Ghostbusters è un titolo atipico ed impermeabile ad ogni tentativo di catalogazione. La sua originalità si deve al genio creativo di David Crane e alla sua capacità di stravolgere i consolidati metodi di lavoro al fine di riuscire a completare il gioco in appena sei settimane. Normalmente, infatti, Crane avrebbe speso mesi per mettere in pratica le sue idee ma questa volta era necessario (ah, il marketing!) uscire a ridosso del film e cavalcare così l'onda della dilagante "ghostbustersmania" innescata dalla pellicola di Ivan Reitman.

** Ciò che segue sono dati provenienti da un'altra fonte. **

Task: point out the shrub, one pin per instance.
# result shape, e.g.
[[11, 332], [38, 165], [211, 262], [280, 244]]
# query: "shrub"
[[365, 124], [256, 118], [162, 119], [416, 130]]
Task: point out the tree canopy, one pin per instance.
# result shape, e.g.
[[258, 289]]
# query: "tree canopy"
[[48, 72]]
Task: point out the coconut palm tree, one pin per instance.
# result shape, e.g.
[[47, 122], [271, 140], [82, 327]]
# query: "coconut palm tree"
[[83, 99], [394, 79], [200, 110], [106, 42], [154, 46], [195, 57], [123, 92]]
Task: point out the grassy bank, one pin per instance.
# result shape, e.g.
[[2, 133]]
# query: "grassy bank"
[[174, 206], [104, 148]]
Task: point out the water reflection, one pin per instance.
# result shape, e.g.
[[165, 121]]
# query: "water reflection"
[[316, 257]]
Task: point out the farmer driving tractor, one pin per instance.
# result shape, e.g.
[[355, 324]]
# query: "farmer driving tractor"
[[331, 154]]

Con poco tempo a disposizione, Crane si rende ben presto conto che l'unico modo per rispettare i ristretti termini di consegna stabiliti con Columbia Pictures consiste nel coinvolgere tutto il team Activision (Hilary Mills, Tim Shotter, Adam Bellin, Garry Kitchen, Russell Lieblich) nella realizzazione del progetto e, per risolvere i problemi di coordinamento tra più persone, concepisce una struttura di gioco a compartimenti stagni tenuta insieme da un filo conduttore ispirato alla trama del film.
La composizione "modulare" di Ghostbusters appare evidente anche ad una superficiale analisi del game design, diviso in fasi snodate tra loro: l'acquisto dell'automobile e dell'attrezzatura, la scelta del percorso attraverso l'uso della mappa di New York, la corsa in macchina per le strade ed annessa caccia ai fantasmi a colpi di aspirapolvere, la cattura degli ectoplasmi all'ingresso delle case infestate e naturalmente il gran finale con il peggior villain della storia del cinema e dei videogiochi... Marshmallow Man, il gigantesco Uomo Caramella (a proposito, ricordatevi che quando qualcuno vi chiede se siete un dio, dovete rispondere di SI).

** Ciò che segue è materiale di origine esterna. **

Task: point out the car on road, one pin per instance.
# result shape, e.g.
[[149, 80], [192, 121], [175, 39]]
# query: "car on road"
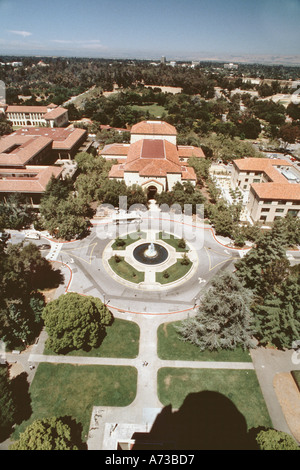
[[32, 235], [4, 236], [44, 246]]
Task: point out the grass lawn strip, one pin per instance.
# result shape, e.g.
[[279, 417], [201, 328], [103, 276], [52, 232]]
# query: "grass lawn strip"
[[172, 241], [171, 347], [176, 271], [121, 340], [64, 389], [128, 240], [239, 386], [126, 271]]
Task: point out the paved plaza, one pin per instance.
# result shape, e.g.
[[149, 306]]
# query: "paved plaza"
[[84, 269]]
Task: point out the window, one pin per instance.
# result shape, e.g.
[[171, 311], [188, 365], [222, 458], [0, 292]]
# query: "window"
[[293, 212]]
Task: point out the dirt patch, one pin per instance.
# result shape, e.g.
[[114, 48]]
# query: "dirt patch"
[[289, 398], [49, 294], [15, 369], [167, 381]]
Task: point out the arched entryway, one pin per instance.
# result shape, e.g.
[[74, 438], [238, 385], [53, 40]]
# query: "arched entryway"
[[151, 192]]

Una catena di micro-eventi, dunque, il cui risultato finale è superiore alla somma delle singole parti.
Ghostbusters, in quanto tie-in si trova costretto ad assolvere un duplice compito. Non bastava difatti creare un gioco divertente; il risultato finale doveva allo stesso tempo riuscire a ricreare lo spirito originale del film. Entrambi i risultati sono ottenuti con successo grazie al senso di coinvolgimento e giocabilità che Ghostbusters offre, ad una musica trascinante e ad una grafica semplice ma efficace. Uno degli elementi fondamentali nel ricreare il feeling della pellicola è indubbiamente l'utilizzo delle frasi sintetizzate prodotte dalla ESS (Electronic Speech Systems), compagnia californiana specializzata nel campionamento vocale, la stessa chiamata a dar voce ad Elvin Atombender, lo scienziato pazzo di Impossible Mission.

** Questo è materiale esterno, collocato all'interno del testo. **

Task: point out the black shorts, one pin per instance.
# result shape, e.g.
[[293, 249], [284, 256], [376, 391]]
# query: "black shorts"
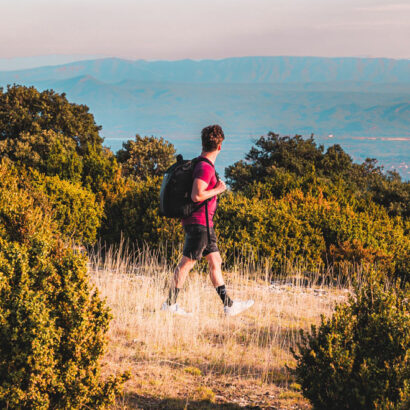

L'incipit di Ghostbusters è da antologia. La voce cavernosa e meccanica del Commodore 64 risulta incredibilmente adatta nel ricreare l'urlo sardonico e beffardo di un ectoplasma. Se è vero che tale effetto non si ritrova nel film, occorre notare che la brillantezza del design traspare anche dalla capacità di introdurre elementi che, sebbene assenti nel media originario, si incastonano alla perfezione nell'atmosfera generale.
L'accompagnamento musicale è all'altezza della situazione.
Adattamento del brano composto per il film da Ray Parker Jr., è curato da Russell Lieblich, purtroppo scomparso nel 2005 a soli 53 anni.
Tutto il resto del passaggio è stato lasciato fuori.